Jan 14, 2009 18:27
I have never been so effing frustrated in my life.
I'm sick of these panic attacks on the highway
I am sick of my own family backstabbing me
I'm sick of the bullshit high school drama I put up with at work. I'm so sick of politics.
I'm sick of how I have to put up with the guilt trips I get.
I'm so sick of getting bitched at from every angle of my life.
I AM SO SICK OF BEING STRESSED OUT.
Overall I am really fed up with a lot of shit and there is nothing I can do about it. It is so hard to think clear when I am so pissed off and frustrated. I can't even think rationally. I am so sad. I am so depressed lately. I have way too much on my plate. I'm not sure what's right anymore.

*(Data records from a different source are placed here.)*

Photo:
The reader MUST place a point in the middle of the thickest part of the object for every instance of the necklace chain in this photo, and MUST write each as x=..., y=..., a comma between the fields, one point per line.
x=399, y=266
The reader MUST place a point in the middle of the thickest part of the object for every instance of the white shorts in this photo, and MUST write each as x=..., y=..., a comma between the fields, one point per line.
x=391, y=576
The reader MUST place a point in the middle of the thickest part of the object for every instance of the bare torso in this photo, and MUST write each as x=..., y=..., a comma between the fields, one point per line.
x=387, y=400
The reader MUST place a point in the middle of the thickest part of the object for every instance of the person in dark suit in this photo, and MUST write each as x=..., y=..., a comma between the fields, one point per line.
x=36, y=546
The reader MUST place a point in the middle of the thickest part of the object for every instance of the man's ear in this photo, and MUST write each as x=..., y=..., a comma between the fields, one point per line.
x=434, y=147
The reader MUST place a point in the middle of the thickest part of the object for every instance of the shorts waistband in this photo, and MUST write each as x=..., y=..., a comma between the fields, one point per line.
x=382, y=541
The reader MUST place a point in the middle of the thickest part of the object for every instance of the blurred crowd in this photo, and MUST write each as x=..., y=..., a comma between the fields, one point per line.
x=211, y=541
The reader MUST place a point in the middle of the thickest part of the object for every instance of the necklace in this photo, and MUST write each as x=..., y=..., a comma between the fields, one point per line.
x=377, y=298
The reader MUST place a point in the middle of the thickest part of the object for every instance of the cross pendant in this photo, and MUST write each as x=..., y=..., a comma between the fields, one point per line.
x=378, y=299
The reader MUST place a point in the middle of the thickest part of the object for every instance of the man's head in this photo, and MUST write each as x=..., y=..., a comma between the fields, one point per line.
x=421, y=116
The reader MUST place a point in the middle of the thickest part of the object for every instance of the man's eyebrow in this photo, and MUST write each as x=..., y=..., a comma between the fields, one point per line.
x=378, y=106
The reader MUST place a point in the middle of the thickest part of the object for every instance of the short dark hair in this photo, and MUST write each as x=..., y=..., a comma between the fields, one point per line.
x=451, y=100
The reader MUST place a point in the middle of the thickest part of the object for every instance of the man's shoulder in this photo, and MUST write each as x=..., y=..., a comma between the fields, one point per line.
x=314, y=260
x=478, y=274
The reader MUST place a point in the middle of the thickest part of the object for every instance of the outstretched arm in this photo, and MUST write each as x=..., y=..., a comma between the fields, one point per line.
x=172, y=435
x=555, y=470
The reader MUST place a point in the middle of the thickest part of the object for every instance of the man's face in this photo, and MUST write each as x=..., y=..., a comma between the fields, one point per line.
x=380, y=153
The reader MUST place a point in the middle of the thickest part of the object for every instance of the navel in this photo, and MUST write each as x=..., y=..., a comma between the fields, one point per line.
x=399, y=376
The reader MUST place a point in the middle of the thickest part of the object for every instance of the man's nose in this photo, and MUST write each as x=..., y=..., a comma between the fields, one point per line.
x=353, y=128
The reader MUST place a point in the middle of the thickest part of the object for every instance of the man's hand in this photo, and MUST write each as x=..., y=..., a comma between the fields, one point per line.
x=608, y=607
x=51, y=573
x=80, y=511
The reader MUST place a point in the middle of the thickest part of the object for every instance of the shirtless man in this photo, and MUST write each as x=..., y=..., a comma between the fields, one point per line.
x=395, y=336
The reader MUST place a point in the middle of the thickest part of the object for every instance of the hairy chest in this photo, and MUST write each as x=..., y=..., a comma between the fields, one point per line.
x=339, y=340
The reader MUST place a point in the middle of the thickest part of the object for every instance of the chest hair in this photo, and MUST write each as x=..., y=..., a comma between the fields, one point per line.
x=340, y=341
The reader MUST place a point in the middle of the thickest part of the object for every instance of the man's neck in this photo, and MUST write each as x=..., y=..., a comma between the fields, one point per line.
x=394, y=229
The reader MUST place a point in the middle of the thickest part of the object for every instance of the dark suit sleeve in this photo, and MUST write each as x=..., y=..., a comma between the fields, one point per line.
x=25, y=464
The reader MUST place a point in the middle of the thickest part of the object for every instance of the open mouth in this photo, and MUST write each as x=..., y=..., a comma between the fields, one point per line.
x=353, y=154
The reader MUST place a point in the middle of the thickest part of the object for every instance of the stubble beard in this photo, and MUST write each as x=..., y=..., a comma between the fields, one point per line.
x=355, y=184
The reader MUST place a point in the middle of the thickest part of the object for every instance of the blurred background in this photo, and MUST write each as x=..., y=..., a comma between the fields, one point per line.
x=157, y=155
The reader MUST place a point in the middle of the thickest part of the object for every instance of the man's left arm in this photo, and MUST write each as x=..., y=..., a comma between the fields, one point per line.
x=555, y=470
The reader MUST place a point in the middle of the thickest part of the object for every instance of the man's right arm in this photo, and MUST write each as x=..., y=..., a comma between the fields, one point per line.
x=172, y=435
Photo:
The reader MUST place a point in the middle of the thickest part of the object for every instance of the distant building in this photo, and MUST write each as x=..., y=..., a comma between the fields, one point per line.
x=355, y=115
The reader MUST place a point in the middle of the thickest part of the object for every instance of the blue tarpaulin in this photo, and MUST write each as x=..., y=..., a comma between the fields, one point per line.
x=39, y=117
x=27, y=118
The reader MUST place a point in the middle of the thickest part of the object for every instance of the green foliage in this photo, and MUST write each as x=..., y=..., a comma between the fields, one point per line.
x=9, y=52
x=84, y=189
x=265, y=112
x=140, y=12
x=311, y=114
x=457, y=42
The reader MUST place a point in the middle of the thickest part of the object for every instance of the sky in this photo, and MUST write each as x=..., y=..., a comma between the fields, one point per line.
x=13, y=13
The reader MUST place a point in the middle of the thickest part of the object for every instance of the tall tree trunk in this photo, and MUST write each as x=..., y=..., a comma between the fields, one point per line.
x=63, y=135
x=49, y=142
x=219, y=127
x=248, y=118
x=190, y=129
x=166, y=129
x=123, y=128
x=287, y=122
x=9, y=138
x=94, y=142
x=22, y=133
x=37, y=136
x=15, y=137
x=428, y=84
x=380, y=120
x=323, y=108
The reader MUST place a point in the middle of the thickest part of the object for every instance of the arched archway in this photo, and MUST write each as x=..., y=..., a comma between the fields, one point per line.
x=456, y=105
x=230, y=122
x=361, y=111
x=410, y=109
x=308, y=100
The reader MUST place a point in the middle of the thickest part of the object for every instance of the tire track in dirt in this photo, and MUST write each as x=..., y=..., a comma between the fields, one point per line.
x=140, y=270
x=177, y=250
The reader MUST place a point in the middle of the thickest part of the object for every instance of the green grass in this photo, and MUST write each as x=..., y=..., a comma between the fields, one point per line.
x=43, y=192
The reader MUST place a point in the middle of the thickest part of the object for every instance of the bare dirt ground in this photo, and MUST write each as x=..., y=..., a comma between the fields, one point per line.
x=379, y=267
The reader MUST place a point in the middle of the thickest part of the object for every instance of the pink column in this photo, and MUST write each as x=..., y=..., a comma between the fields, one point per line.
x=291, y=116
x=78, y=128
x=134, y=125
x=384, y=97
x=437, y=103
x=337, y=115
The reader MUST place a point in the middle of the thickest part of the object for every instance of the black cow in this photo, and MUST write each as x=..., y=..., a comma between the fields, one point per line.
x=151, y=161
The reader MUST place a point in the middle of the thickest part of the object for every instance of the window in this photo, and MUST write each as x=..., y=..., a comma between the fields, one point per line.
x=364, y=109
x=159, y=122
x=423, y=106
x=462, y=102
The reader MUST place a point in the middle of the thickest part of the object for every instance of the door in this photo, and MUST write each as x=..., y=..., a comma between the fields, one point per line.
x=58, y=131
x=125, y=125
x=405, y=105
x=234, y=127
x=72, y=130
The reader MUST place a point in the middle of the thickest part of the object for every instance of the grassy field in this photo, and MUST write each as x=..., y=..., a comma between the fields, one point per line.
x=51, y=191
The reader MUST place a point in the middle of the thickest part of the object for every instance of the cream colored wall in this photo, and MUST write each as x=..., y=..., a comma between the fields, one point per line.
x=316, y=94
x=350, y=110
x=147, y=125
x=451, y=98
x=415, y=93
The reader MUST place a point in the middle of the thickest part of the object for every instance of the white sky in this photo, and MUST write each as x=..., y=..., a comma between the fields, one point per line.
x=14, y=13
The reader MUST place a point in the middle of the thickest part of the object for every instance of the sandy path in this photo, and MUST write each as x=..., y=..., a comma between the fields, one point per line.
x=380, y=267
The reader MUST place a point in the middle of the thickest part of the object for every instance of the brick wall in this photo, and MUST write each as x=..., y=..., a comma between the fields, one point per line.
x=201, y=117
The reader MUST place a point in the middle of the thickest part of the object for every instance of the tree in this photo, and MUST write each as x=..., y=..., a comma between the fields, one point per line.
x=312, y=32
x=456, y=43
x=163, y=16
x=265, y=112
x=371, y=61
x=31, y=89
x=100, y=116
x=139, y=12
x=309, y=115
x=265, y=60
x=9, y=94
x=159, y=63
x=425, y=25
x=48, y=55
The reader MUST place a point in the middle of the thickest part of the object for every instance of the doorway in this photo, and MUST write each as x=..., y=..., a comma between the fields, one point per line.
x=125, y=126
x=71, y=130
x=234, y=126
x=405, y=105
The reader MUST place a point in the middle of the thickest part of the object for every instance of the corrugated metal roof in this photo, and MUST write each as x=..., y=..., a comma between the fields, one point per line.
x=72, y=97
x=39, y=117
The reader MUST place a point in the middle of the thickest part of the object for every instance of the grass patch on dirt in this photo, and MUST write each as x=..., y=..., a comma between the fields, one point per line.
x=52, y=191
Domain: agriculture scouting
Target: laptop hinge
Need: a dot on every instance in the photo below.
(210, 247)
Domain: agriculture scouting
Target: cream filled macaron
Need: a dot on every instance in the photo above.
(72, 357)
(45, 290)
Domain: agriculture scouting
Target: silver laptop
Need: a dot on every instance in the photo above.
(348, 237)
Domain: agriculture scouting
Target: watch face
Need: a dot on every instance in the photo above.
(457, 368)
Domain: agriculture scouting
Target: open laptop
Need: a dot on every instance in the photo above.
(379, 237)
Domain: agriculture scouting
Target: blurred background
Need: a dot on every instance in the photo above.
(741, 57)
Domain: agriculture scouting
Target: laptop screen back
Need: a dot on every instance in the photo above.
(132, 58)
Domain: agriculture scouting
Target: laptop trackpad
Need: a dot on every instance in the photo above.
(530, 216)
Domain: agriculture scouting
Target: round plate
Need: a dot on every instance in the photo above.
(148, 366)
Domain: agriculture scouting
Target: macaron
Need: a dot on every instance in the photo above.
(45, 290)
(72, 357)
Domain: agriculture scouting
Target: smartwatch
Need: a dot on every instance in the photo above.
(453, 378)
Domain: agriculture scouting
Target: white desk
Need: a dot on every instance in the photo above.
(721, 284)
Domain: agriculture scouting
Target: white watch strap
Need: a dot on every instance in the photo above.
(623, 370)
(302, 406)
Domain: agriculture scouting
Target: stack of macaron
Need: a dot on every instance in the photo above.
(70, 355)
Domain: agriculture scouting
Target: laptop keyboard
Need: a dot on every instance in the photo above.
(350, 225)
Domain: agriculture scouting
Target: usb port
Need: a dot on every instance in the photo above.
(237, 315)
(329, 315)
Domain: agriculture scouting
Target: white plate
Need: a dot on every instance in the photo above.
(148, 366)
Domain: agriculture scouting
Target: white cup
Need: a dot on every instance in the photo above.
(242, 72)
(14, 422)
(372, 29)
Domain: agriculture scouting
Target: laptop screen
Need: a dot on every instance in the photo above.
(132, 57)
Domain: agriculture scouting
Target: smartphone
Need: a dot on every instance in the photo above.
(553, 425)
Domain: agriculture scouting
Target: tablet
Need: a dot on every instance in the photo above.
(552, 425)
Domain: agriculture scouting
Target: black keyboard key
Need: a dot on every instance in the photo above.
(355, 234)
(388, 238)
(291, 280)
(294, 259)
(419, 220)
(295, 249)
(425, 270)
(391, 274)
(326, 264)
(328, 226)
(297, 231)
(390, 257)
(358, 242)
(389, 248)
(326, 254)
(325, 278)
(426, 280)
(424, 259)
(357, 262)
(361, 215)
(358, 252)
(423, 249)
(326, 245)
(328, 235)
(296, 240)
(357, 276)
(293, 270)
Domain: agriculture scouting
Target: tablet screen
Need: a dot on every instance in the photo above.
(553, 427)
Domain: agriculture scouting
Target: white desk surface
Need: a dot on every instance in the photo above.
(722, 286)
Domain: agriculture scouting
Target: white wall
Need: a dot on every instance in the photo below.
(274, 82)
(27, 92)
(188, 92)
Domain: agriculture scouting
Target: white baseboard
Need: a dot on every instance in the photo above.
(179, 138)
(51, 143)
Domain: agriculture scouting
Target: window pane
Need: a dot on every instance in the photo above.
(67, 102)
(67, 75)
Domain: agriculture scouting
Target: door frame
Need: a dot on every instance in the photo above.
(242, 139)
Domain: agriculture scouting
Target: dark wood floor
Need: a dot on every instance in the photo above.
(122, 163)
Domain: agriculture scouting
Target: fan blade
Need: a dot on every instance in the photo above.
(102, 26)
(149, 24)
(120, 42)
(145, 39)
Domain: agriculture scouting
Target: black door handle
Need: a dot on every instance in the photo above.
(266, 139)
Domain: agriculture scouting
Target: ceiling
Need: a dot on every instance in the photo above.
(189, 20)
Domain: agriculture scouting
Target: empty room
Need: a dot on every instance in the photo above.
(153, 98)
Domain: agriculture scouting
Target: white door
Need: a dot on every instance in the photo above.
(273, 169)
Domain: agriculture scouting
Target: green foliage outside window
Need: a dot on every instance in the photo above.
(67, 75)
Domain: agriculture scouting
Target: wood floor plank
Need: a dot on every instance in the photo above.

and most of all I can't talk to anyone because my sister tells her boyfriend everything. My mom ADDs and ventures off to do other things while I'm talking ie, answering the phone, talks to someone else, stares at the tv. I have no one to vent to but it is good to write this shit out to let some of it off my shoulders. it's sad to say, but i feel i can actually confide in this pathetic livejournal. i truly feel like i have no one to talk to that can understand me.
I lost my cousin Ginas number. That's like the only person I could talk to and she'll talk for days which easily gets hard to end the conversation. I heard she moved to Atlanta and that sucks. I'll never find her number.
whatever happened to confidentiality? whatever happened to trust, compassion and sensitivity?
whatever... i guess that's what happened.
SIGH.
i'm praying for better thoughts and brighter days.